De la guerre contre la Russie à la guerre contre la Chine : les « nationalismes » américain et russe

Par Dimitris Konstantakopoulos
Apr. 24, 2025

L’imposition de tarifs extrêmement élevés sur la Chine, ce qui équivaut à une rupture des échanges entre les deux plus grandes économies de la planète, revient pour les États-Unis à déclarer une guerre contre l’« Empire du Milieu ». Cette guerre est analogue, mais cette fois par des moyens économiques, à celle que les États-Unis ont initiée contre la Russie en Ukraine.

L’objectif minimal de cette guerre est d’arrêter le développement économique, militaire et technologique de la Chine, qui — tout comme la résurgence de la Russie et son arsenal nucléaire sur la scène internationale — remet en cause le monopole de la domination américaine et occidentale sur la planète, telle qu’elle a cherché à établir après la dissolution-suicide de l’URSS en 1991.

L’objectif maximal est la fragmentation de l’unité des forces sociales chinoises et du Parti communiste au pouvoir, le renversement de son système d’économie planifiée, et, si possible, la désintégration du pays qui constitue aujourd’hui la plus grande menace économique pour l’omnipotence internationale du capitalisme occidental.

Comme pour la guerre contre la Russie, Washington cherche également à rallier le soutien d’autres nations de la planète, en particulier l’Europe et l’Asie de l’Est, dans sa guerre contre la Chine. Le gouvernement américain a également clairement indiqué que toute négociation avec un pays concernant les tarifs ne se limitera pas aux questions économiques. Pour l’administration Trump, toute réduction des tarifs suppose que les pays « s’alignent sur les États-Unis en matière d’économie et de sécurité nationale ». Autrement dit, ils doivent choisir leur camp. « Quiconque n’est pas avec moi est contre moi. »

La direction de la (nominalement) Union européenne, composée non pas de politiciens mais d’individus de faible envergure, corrompus et dépendants, « nommés » à leurs postes par des banquiers, semble malheureusement prête à suivre aveuglément l’Amérique dans la guerre contre la Chine, comme elle l’a fait contre la Russie. Nous espérons nous tromper et voir émerger sur le continent européen de nouvelles forces qui poursuivront une politique semblable à celle de de Gaulle, refusant de se soumettre à l’aventurisme destructeur et bandit de l’Amérique, qui nuit aux intérêts européens eux-mêmes.

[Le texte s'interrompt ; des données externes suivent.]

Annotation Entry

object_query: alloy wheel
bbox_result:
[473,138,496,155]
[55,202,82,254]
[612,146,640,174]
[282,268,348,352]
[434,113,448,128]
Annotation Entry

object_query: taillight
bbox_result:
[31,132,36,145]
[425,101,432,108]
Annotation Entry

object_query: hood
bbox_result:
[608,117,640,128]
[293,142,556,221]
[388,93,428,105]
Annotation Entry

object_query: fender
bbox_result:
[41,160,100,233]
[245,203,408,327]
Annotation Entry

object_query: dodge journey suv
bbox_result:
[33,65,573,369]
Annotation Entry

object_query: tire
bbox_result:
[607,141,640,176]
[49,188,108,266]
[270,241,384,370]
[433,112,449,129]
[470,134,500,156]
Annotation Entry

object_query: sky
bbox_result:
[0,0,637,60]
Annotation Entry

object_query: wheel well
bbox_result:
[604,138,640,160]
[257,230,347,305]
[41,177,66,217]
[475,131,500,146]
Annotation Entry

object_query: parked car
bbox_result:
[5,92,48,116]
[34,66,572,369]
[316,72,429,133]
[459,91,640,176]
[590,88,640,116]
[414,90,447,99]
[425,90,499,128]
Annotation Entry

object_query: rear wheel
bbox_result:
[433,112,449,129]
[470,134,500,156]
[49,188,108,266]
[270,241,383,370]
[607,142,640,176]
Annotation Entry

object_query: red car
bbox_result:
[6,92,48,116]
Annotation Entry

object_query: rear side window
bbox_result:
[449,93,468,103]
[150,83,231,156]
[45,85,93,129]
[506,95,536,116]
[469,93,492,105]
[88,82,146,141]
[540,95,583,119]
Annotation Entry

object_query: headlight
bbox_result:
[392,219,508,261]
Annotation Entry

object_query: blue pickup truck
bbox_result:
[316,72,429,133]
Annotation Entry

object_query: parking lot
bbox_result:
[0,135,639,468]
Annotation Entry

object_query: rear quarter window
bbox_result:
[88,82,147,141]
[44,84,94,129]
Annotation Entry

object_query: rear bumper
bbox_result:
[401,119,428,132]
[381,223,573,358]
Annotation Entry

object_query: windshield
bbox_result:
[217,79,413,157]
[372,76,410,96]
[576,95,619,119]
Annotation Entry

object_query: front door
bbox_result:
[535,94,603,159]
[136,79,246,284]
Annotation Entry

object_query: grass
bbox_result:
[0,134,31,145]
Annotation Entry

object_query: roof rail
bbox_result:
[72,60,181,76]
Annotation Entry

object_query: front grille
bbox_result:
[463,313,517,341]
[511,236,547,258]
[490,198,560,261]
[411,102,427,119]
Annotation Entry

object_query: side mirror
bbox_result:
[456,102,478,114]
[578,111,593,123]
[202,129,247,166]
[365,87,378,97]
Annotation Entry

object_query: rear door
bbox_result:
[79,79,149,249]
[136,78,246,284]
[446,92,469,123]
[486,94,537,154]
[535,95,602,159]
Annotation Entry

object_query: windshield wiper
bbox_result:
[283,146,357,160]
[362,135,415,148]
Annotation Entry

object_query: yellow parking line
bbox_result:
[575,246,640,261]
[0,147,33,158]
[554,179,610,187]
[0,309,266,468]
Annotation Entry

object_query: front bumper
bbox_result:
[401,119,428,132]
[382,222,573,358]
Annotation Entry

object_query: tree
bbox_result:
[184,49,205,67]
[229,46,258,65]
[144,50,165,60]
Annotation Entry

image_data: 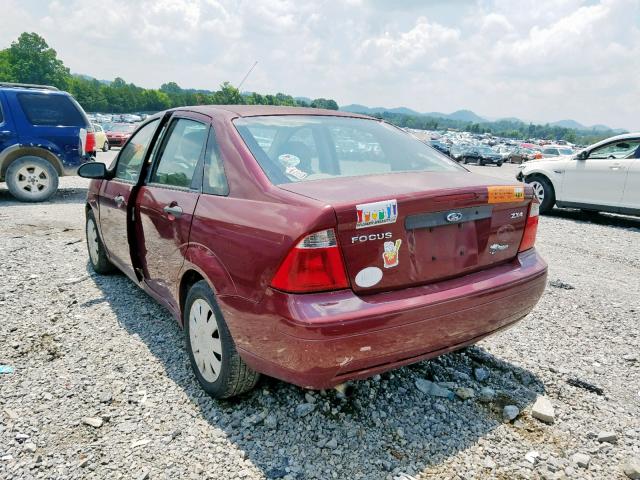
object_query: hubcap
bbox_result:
[86,218,100,265]
[16,165,49,195]
[189,299,222,382]
[530,181,545,203]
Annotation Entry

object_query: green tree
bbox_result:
[4,32,70,88]
[311,98,339,110]
[213,82,244,104]
[0,50,14,82]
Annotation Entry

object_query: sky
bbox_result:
[1,0,638,130]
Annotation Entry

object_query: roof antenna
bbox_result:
[237,61,258,91]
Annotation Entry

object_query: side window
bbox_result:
[17,93,85,126]
[114,120,159,181]
[151,118,208,189]
[203,129,228,196]
[0,99,4,124]
[590,140,640,159]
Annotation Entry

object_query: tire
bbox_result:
[497,162,503,167]
[479,160,485,166]
[184,280,259,399]
[462,156,468,164]
[5,156,59,202]
[526,175,555,214]
[102,141,110,152]
[86,209,117,274]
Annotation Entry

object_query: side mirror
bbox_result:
[78,162,108,179]
[576,151,588,160]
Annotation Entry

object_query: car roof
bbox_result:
[174,104,375,120]
[0,82,65,94]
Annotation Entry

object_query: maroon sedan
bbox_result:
[78,106,547,399]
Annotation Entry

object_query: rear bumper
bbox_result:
[108,138,127,147]
[62,154,94,176]
[226,249,547,389]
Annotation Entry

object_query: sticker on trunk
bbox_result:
[356,199,398,229]
[382,239,402,268]
[487,186,525,203]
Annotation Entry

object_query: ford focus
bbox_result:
[79,106,547,398]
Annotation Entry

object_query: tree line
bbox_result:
[0,32,338,113]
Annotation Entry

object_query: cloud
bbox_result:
[0,0,637,129]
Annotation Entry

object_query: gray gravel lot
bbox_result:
[1,157,639,480]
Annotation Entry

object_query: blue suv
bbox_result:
[0,83,94,201]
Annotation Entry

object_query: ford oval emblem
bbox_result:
[446,212,463,222]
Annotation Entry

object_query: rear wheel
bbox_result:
[6,156,59,202]
[497,162,503,167]
[479,159,485,166]
[184,280,259,399]
[102,141,109,152]
[527,175,555,214]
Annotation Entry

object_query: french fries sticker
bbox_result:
[487,186,525,203]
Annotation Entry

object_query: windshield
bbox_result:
[234,115,463,184]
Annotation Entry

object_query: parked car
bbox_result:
[459,145,503,166]
[429,139,450,156]
[506,147,534,164]
[0,82,94,201]
[105,123,136,148]
[93,123,110,152]
[79,105,547,398]
[517,132,640,215]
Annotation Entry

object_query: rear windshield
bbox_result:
[234,115,462,184]
[17,93,86,127]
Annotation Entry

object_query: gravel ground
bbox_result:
[1,164,639,480]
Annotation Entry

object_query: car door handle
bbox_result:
[163,205,183,218]
[609,164,621,170]
[114,195,125,207]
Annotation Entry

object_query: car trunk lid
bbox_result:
[279,171,532,293]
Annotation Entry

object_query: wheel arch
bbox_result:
[524,171,557,193]
[0,145,65,179]
[178,247,237,325]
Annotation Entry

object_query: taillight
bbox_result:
[519,200,539,252]
[271,229,349,293]
[86,131,96,154]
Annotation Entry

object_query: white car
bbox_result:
[516,133,640,215]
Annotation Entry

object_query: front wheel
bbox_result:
[6,156,59,202]
[86,210,117,274]
[527,176,555,214]
[497,162,503,167]
[184,280,259,399]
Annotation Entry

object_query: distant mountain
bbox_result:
[73,73,110,85]
[339,104,422,116]
[550,119,585,130]
[443,109,485,123]
[340,103,624,133]
[340,105,485,123]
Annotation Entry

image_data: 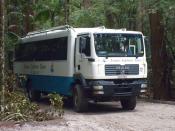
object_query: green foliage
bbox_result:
[70,0,140,30]
[4,70,17,92]
[0,90,58,122]
[105,0,138,29]
[70,0,105,27]
[7,0,35,35]
[0,72,64,122]
[5,32,19,51]
[34,0,65,28]
[0,90,38,122]
[0,90,63,122]
[48,93,64,118]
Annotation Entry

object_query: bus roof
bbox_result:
[21,25,143,43]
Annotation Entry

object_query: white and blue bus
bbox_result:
[14,25,147,112]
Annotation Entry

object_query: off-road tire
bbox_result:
[26,80,41,102]
[73,84,88,112]
[120,96,136,110]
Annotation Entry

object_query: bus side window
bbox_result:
[79,36,91,57]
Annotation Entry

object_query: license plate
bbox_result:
[118,75,127,78]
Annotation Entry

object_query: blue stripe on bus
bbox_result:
[28,75,74,96]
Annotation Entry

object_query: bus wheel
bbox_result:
[26,81,41,102]
[73,84,88,112]
[120,96,136,110]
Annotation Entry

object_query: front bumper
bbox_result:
[87,79,147,99]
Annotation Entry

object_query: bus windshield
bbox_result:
[94,33,144,57]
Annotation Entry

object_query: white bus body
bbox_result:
[14,25,147,112]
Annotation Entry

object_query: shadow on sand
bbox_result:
[36,97,136,115]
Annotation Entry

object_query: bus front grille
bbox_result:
[105,64,139,76]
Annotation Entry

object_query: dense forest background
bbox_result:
[0,0,175,101]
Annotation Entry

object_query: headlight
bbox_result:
[93,91,104,95]
[93,85,103,90]
[140,84,147,93]
[141,84,147,88]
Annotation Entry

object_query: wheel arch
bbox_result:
[73,73,87,87]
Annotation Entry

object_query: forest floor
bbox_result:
[0,100,175,131]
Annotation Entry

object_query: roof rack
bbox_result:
[118,28,127,31]
[94,26,105,29]
[27,25,72,36]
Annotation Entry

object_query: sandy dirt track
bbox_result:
[0,100,175,131]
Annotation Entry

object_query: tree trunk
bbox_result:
[149,12,170,100]
[24,1,34,34]
[0,0,5,111]
[7,0,19,35]
[136,0,144,31]
[105,11,115,28]
[64,0,70,24]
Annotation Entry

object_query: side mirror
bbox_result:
[79,35,91,57]
[80,37,86,53]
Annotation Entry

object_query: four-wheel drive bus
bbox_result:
[14,25,147,112]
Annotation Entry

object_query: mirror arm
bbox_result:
[88,58,95,62]
[81,55,95,62]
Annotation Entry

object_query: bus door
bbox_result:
[75,34,91,74]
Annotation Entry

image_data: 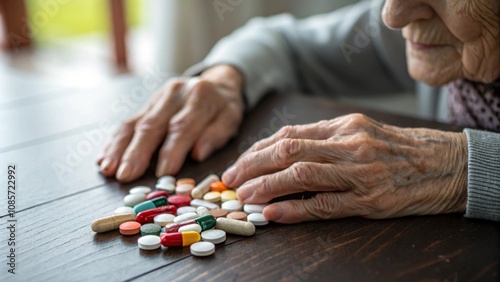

L’idée d’un axe comprenant Paris, Berlin, Moscou et Pékin, autrefois proposée par l’ancien Premier ministre français de Villepin, est peut-être la seule qui offre une issue à l’Europe et soutient la paix mondiale. Certains pourraient dire que c’est irrationnel dans les conditions actuelles. Mais l’irrationalité ne réside pas dans cette idée ; elle réside dans la politique que l’Europe met en œuvre aujourd’hui. Seul un retour à la philosophie de de Gaulle, Brandt, Palme, Moro et A. Papandreou peut offrir au vieux continent une voie de sortie.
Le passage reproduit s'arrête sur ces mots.